Thursday, March 6, 2014

Recalcitrant Chapters

Some chapters fight back. They induce procrastination, or stall repeatedly. Some chapters insist on being boring, or they steer the novel off course. Some chapters get worse with every revision. 

It happens to everyone, and the reasons are plentiful.
  • Nothing is happening in the chapter.
  • Too much is happening in the chapter.        
  • The subject is painful for the writer or close to a difficult memory.
  • The chapter actually belongs in another book.
  • The writer doesn’t yet understand what the chapter is supposed to achieve. 
My solution is adapted from a technique we used in the lab when experiments didn’t work. 

Figure out three ways to fix it, and try them all. 
  • Brainstorm until you come up with three completely different approaches to the chapter.
  • Outline all of them. (Forget the Roman numerals and indentations. Simply make a list of events and note character emotions and changes.)
  • Compare the pros and cons of each approach within the milieu of the novel.
  • Write the one you like best.
  • If it still doesn’t work, try another approach you’ve outlined. 
 This is my world right now. Welcome to Chapter 11.

5 comments:

Kristin Lenz said...

"The chapter actually belongs in another book." This has happened to me!

Kathy Cannon Wiechman said...

Interesting approach(es) to a common problem. I'll make a note of them. Good luck with the chapter.

Ann Finkelstein said...

Kristin: Me too. Sometimes it's the sequel, and sometimes it's something unrelated. Kathy: At at Highlights workshop, I wrote three complete first chapters from different points of view to help me decide what to do.

Wyman Stewart said...

Chapter 11? Maybe that chapter is filing for bankruptcy. Time to reorganize!

Downsize by eliminating characters (if needed in later chapters, bring them back, as needed); focus on specific characters (one or two); use fewer words to say more (action words); downsize chapter issues to one or two (resolved within chapter, if possible); if needed, bring in a specialist character to move chapter along or stay on course, then let this character move out of the story; etc. etc. Yes, a Reorganization Plan is needed!

Or, to be serious for a moment: A published writer once said: Write each chapter as a self-contained short story, linked to the other short stories (chapters).

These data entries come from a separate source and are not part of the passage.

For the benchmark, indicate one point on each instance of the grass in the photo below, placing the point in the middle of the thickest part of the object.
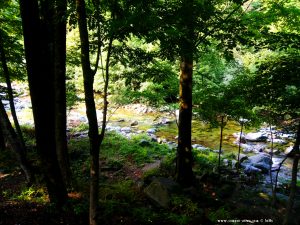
(121, 198)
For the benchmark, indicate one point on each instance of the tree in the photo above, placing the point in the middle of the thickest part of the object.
(13, 142)
(39, 40)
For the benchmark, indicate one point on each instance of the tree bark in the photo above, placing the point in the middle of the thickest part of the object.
(12, 141)
(10, 92)
(60, 89)
(296, 152)
(37, 22)
(184, 173)
(221, 142)
(2, 144)
(88, 77)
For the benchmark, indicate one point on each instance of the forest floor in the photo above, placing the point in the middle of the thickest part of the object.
(127, 169)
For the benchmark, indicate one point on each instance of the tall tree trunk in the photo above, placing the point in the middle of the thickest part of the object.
(12, 141)
(38, 41)
(296, 154)
(88, 77)
(221, 142)
(60, 89)
(10, 92)
(184, 173)
(2, 144)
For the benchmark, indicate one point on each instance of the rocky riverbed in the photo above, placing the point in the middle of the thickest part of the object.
(160, 125)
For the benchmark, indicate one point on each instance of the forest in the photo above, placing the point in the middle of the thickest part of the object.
(168, 112)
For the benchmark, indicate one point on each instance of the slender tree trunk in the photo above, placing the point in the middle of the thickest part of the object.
(289, 209)
(60, 89)
(221, 142)
(184, 173)
(38, 41)
(239, 153)
(12, 141)
(88, 77)
(2, 144)
(10, 92)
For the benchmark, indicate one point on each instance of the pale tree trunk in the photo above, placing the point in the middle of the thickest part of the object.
(60, 89)
(12, 141)
(296, 154)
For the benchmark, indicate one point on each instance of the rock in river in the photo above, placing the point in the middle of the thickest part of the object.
(261, 161)
(256, 137)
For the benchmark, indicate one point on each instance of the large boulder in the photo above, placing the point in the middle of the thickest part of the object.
(256, 137)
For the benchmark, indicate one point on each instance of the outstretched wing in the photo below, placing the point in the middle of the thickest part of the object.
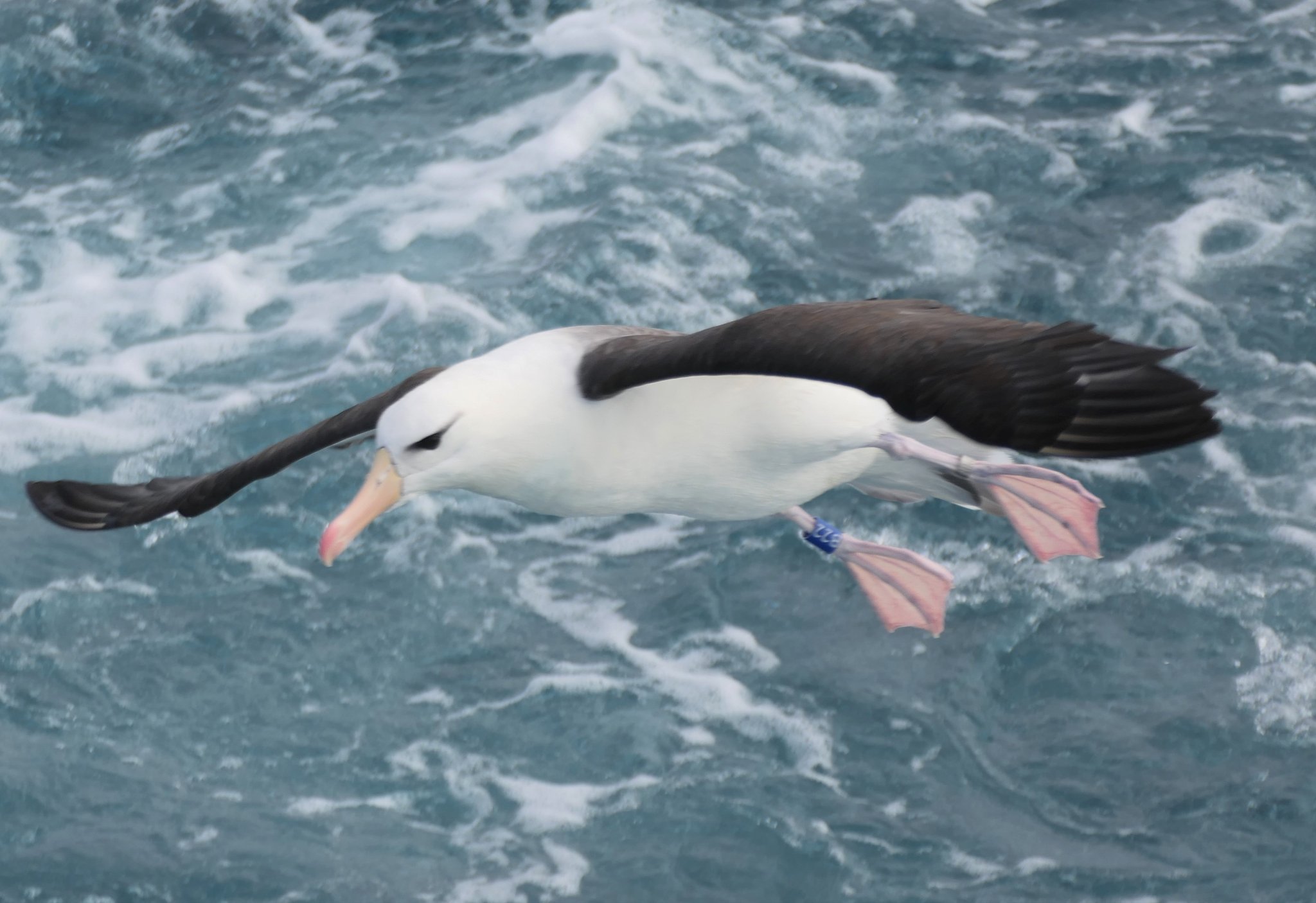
(110, 505)
(1061, 389)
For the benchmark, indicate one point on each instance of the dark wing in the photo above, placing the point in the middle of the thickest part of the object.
(1061, 389)
(110, 505)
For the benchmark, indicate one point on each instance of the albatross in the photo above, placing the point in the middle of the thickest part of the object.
(903, 400)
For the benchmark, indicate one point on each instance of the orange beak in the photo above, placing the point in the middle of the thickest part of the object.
(380, 492)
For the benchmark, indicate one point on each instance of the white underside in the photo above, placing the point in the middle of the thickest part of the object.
(712, 447)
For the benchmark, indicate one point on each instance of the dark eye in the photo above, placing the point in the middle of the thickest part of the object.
(431, 442)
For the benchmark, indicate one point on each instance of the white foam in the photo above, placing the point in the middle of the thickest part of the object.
(199, 839)
(546, 806)
(269, 566)
(432, 697)
(1243, 220)
(1302, 10)
(974, 866)
(1033, 864)
(317, 806)
(561, 876)
(690, 679)
(935, 233)
(1297, 94)
(1136, 119)
(73, 585)
(162, 141)
(1281, 690)
(881, 82)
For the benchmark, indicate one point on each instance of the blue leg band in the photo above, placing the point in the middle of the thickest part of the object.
(824, 537)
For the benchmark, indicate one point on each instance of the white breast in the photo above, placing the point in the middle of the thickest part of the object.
(714, 447)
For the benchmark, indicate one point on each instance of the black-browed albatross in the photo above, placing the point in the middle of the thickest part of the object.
(903, 400)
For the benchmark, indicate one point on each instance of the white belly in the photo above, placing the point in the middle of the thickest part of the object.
(714, 447)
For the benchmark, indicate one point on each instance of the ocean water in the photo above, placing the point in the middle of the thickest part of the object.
(224, 220)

Easier said than done, but I think the point is a good one. I'm sorry I don't remember the author's name. I never thought of a book in this way, until I read his words. Hope this helps a little. Sure my earlier ideas help not at all. Best of luck.

Ann Finkelstein said...

Thanks for the laugh and the encouragement, Wyman. I brought Chapter 11 to my critique group yesterday, and they were all quite positive about my progress - plus they offered suggestions to improve it further.